SBP Policy Rate Expected to Hold at 11% as Flood-Driven Inflation Risks Weigh on Outlook

The State Bank of Pakistan (SBP) is set to announce its next monetary policy decision on September 15, 2025, with analysts and financial markets largely expecting no change in the benchmark rate. This will mark the third consecutive meeting where the Monetary Policy Committee (MPC) is projected to keep the policy rate steady at 11%, a level first reached in May 2025.

The decision comes amid a fragile economic backdrop where devastating floods have disrupted food supplies, putting fresh pressure on inflation. Rising import payments have also intensified concerns over Pakistan’s external account, making it less likely for the central bank to opt for further monetary easing in the near term.

According to a recent survey conducted by Topline Securities, 72% of market participants believe the SBP will maintain the current policy rate, a sharp increase from 37% in the last poll. This change in expectations reflects growing anxiety over food inflation and supply chain disruptions caused by the floods. Topline’s analyst, Shankar Talreja, noted that crop damage and logistical hurdles could elevate inflation in the coming months, making a status quo approach more prudent.

Despite the strong consensus for no change, a segment of the market remains hopeful for a rate cut. Around 28% of respondents anticipate some easing, with expectations ranging from a modest 25 basis points cut to a more aggressive 100 basis points reduction. However, analysts argue that the inflationary fallout from the floods makes such moves less likely in the immediate term.

Historical data further supports this cautious outlook. During the 2010–2011 floods, cultivated areas for major crops such as wheat, rice, and cotton contracted by 3–18%, while rice production dropped nearly 30% in FY11, according to the Economic Survey of Pakistan. If similar patterns emerge, inflationary pressures could persist, limiting room for monetary accommodation.

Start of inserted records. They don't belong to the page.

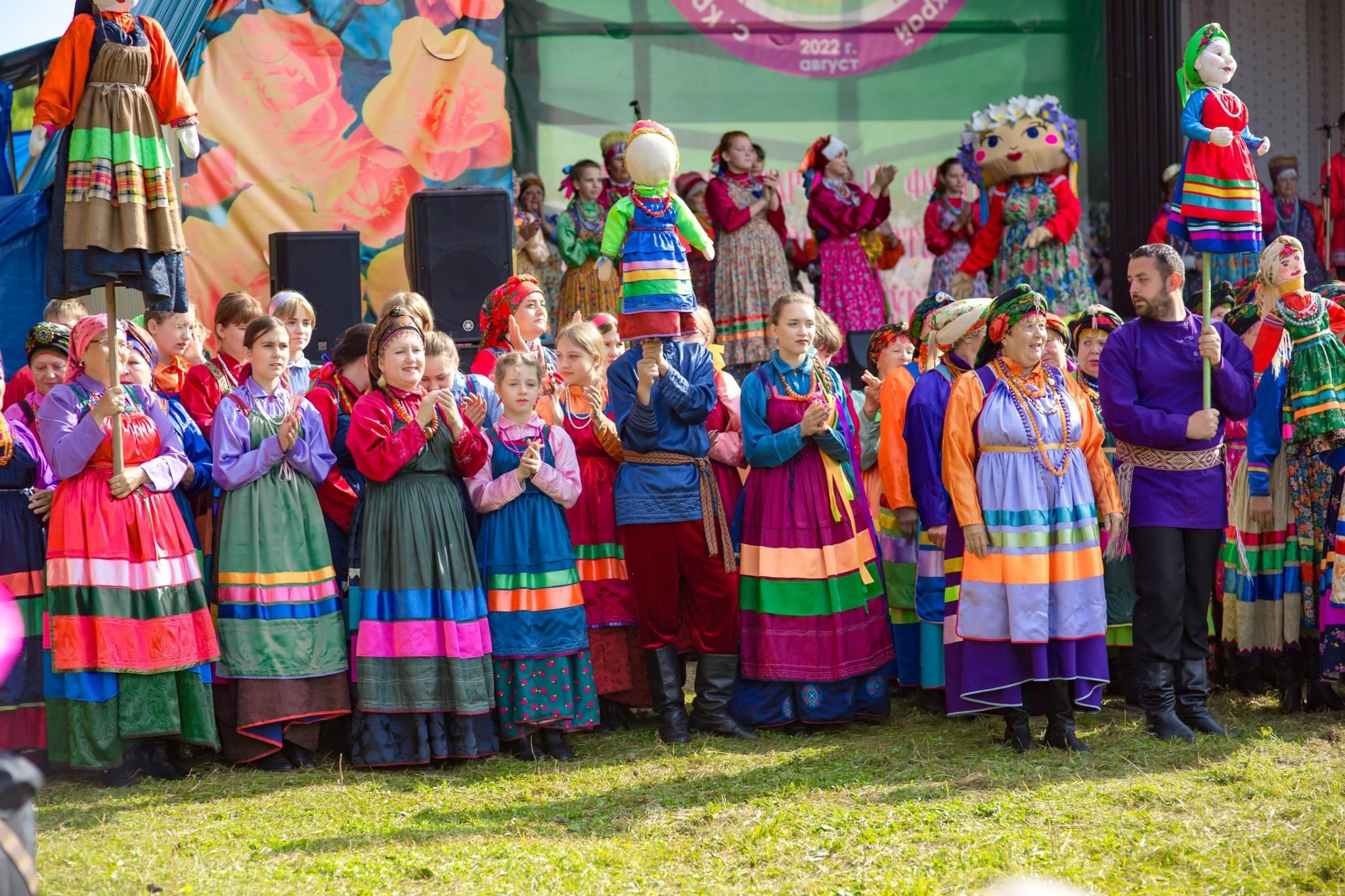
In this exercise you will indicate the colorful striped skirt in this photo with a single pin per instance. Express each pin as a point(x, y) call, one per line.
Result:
point(282, 634)
point(23, 717)
point(544, 677)
point(814, 634)
point(1034, 608)
point(423, 648)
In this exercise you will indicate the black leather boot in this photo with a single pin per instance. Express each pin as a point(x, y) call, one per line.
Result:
point(1158, 700)
point(666, 677)
point(1017, 733)
point(525, 750)
point(1321, 695)
point(1290, 683)
point(154, 761)
point(613, 716)
point(556, 747)
point(1060, 717)
point(1192, 685)
point(299, 757)
point(715, 677)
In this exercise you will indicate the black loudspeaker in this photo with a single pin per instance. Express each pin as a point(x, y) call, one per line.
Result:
point(459, 247)
point(323, 267)
point(857, 347)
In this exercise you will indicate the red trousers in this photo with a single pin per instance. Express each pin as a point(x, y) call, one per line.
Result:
point(673, 576)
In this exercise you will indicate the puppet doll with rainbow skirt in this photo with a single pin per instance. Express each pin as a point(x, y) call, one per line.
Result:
point(114, 81)
point(648, 228)
point(1024, 155)
point(1216, 203)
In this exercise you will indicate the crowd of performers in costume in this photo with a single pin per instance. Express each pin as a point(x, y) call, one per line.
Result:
point(414, 565)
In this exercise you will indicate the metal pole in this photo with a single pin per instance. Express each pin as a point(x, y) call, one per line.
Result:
point(115, 375)
point(1207, 372)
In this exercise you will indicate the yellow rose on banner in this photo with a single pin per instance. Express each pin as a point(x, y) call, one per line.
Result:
point(443, 104)
point(269, 89)
point(386, 277)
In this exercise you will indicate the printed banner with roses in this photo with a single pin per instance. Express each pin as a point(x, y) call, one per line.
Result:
point(330, 114)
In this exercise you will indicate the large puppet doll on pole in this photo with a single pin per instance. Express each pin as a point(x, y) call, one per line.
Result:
point(112, 85)
point(1216, 203)
point(1024, 155)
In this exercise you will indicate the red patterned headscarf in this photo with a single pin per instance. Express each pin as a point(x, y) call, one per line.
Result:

The SBP has already delivered an aggressive round of easing in the past year. Between June 2024 and May 2025, the central bank slashed the policy rate by 11 percentage points, halving it from 22% to 11%. This was initially supported by declining inflation readings and a policy drive to stimulate economic activity. Since then, the central bank has kept rates unchanged in its June and July meetings, considering the current stance suitable for anchoring inflation expectations at 5–7% and supporting growth of 3.25–4.25% in FY26.

Market indicators also align with the expectation of stability. Treasury bill yields in the secondary market and the Karachi Interbank Offered Rate (KIBOR) have remained broadly unchanged since the last MPC meeting, signaling that investors are preparing for a steady policy outlook.

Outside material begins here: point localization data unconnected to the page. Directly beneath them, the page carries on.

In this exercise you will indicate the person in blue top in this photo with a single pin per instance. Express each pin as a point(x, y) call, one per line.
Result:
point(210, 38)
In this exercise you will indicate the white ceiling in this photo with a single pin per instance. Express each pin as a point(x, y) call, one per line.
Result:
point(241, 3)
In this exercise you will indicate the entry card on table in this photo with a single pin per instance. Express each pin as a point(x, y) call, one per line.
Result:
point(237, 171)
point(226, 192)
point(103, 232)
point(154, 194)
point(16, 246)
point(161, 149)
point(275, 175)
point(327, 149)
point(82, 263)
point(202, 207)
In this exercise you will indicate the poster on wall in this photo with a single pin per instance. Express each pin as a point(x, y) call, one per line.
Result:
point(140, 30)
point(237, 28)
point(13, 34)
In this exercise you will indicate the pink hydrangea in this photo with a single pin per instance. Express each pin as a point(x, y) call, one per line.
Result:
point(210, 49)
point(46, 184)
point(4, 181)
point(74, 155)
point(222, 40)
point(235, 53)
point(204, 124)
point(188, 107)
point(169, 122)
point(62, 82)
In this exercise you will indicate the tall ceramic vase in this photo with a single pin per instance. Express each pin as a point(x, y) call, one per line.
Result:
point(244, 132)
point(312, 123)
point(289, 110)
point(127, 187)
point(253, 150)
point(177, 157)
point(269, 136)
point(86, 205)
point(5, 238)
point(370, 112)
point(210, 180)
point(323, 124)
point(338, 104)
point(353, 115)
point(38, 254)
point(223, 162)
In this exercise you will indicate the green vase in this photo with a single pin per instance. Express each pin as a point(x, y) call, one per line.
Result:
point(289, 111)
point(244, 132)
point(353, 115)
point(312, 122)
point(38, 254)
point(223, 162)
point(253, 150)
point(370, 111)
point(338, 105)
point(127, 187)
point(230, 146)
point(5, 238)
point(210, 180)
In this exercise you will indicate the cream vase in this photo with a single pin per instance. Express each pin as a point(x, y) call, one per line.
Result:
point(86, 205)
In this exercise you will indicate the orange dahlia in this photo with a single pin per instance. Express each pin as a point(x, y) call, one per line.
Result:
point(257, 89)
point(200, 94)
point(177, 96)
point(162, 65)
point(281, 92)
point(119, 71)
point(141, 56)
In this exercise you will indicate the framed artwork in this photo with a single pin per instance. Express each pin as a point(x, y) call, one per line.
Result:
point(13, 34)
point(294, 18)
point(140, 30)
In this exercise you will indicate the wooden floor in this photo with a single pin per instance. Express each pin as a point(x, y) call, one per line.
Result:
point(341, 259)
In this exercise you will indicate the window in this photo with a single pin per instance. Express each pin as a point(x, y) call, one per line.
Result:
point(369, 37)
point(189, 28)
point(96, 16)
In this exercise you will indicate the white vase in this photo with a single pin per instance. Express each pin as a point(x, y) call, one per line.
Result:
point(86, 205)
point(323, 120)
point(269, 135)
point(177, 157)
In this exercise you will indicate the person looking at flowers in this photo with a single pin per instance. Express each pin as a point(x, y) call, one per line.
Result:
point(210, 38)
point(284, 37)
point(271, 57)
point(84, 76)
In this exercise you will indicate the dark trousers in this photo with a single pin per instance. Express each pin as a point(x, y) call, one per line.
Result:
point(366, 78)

Looking ahead, Topline Research suggests the SBP still has some room to cut rates in the medium term, possibly by 50–100 basis points, once the immediate inflationary risks from floods subside. The research house projects inflation to average between 6–7% for FY26, translating into a real interest rate significantly higher than historical averages. Their target is for the policy rate to reach 10% by June 2026.

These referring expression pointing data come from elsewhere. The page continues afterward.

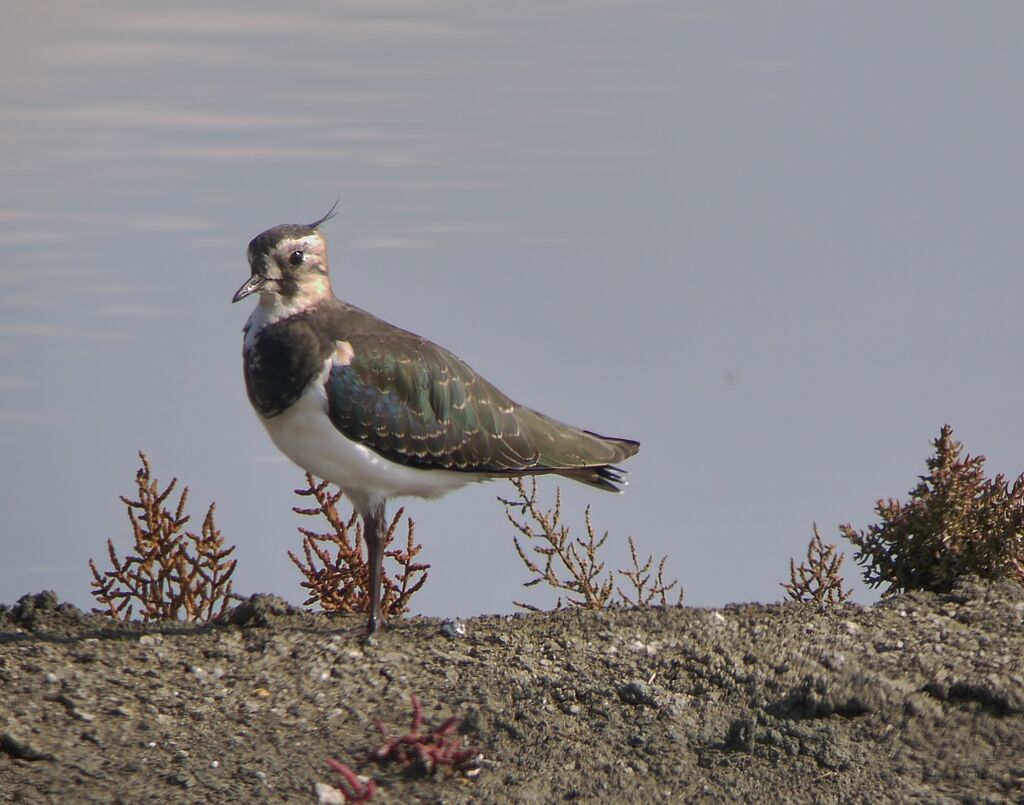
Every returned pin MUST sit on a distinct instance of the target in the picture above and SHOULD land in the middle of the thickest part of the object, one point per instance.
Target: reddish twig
(424, 752)
(352, 787)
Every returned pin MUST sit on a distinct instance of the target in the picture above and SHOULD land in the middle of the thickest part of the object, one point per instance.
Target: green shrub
(957, 522)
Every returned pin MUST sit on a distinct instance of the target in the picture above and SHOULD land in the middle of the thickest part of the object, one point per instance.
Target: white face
(293, 269)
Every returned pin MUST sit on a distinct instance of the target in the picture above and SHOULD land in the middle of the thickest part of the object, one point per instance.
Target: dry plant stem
(576, 559)
(340, 582)
(648, 588)
(424, 752)
(173, 575)
(818, 580)
(352, 788)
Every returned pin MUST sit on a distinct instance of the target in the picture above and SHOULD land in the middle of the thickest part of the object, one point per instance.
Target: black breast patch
(283, 361)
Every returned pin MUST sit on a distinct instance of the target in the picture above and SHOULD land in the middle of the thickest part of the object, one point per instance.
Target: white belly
(307, 436)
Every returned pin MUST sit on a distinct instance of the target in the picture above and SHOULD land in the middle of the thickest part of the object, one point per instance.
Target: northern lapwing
(381, 412)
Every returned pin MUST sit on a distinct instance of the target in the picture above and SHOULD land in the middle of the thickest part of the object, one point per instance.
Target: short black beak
(252, 285)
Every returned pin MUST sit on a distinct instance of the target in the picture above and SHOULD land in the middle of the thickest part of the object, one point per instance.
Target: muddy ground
(916, 698)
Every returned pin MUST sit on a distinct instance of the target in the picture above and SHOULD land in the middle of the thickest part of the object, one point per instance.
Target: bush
(957, 522)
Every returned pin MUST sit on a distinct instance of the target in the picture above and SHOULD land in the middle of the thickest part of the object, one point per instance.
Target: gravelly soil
(920, 697)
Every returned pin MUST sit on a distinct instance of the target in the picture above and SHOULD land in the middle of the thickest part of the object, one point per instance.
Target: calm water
(780, 247)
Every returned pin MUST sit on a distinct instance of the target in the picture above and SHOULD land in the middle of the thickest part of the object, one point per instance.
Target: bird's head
(289, 266)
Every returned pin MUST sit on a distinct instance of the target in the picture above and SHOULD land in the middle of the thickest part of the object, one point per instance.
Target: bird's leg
(374, 533)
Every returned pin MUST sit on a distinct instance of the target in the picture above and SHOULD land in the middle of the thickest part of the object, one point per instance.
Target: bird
(381, 412)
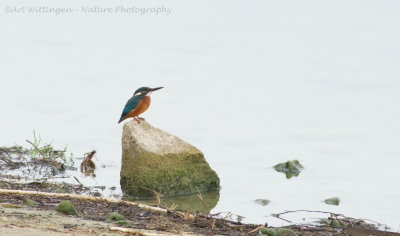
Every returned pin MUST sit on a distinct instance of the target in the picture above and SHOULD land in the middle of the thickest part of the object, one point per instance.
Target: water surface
(251, 84)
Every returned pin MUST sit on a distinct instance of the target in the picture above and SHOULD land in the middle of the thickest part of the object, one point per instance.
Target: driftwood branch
(37, 149)
(144, 232)
(83, 197)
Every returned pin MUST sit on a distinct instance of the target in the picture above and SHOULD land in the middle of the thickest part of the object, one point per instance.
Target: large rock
(153, 159)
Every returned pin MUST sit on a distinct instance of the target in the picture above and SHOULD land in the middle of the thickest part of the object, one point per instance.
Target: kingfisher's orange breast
(142, 106)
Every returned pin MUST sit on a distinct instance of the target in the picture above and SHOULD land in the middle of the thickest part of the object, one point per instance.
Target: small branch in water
(202, 200)
(8, 161)
(156, 195)
(254, 230)
(78, 181)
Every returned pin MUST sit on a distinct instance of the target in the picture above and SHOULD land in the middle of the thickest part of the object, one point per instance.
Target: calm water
(251, 84)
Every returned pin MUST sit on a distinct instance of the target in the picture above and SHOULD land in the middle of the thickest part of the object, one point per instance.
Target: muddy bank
(42, 219)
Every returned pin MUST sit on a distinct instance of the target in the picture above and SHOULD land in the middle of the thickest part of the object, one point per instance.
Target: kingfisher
(137, 104)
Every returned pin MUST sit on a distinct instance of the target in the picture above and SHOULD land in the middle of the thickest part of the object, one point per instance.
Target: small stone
(290, 168)
(332, 201)
(66, 207)
(262, 202)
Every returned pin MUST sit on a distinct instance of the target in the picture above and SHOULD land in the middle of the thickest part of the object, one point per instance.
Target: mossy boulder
(153, 159)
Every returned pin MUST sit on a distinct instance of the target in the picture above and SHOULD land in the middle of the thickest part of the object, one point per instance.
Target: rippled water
(251, 84)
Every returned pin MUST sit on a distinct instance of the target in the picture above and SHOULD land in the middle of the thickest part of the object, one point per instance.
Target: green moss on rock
(29, 202)
(66, 207)
(170, 174)
(156, 160)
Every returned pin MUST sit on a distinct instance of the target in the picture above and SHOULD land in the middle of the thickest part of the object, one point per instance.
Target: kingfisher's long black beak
(154, 89)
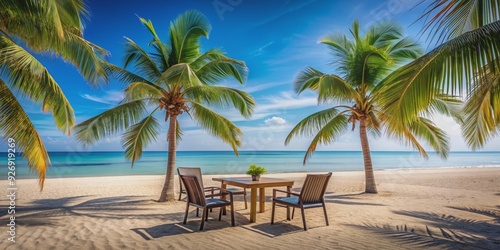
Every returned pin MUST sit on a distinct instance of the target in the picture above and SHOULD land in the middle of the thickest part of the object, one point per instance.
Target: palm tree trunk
(370, 186)
(167, 193)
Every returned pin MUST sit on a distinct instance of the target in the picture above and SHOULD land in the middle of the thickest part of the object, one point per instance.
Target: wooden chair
(196, 197)
(311, 196)
(197, 172)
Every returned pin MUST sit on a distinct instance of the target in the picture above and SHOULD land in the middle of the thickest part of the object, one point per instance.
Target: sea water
(81, 164)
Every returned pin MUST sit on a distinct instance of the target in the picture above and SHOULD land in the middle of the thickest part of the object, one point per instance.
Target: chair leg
(272, 213)
(232, 213)
(203, 215)
(326, 216)
(303, 218)
(185, 214)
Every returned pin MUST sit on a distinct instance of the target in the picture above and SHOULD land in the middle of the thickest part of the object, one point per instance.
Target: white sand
(426, 209)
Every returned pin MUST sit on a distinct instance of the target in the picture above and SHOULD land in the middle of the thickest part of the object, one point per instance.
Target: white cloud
(275, 121)
(110, 97)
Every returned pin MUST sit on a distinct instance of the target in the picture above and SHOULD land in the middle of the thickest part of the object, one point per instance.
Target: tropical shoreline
(120, 212)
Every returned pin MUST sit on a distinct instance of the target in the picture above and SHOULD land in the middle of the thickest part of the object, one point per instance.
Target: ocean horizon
(113, 163)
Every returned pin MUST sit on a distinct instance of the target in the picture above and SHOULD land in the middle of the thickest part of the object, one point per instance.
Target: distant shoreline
(276, 173)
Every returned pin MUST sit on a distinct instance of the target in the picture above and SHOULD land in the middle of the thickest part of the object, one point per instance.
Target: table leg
(223, 186)
(262, 199)
(253, 205)
(288, 189)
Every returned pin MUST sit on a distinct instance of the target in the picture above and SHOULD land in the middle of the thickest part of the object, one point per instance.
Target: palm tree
(52, 27)
(362, 63)
(174, 78)
(467, 63)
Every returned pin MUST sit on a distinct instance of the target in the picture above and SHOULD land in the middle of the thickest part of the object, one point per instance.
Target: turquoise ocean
(84, 164)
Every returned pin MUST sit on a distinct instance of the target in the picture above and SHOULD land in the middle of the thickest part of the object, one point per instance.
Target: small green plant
(254, 169)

On the currency front, Topline’s poll revealed that 50% of participants expect the rupee to settle between Rs285–290 per dollar by December 2025, while 34% see it at Rs282–285. By June 2026, expectations shift towards Rs295–300, reflecting sustained pressure on the currency from external imbalances.

As the MPC prepares to deliberate, the SBP faces a delicate balancing act: safeguarding growth momentum while protecting households from a new wave of inflation driven by climate shocks. The September meeting is unlikely to bring surprises, but the path forward will remain highly dependent on food supply recovery and the broader external environment.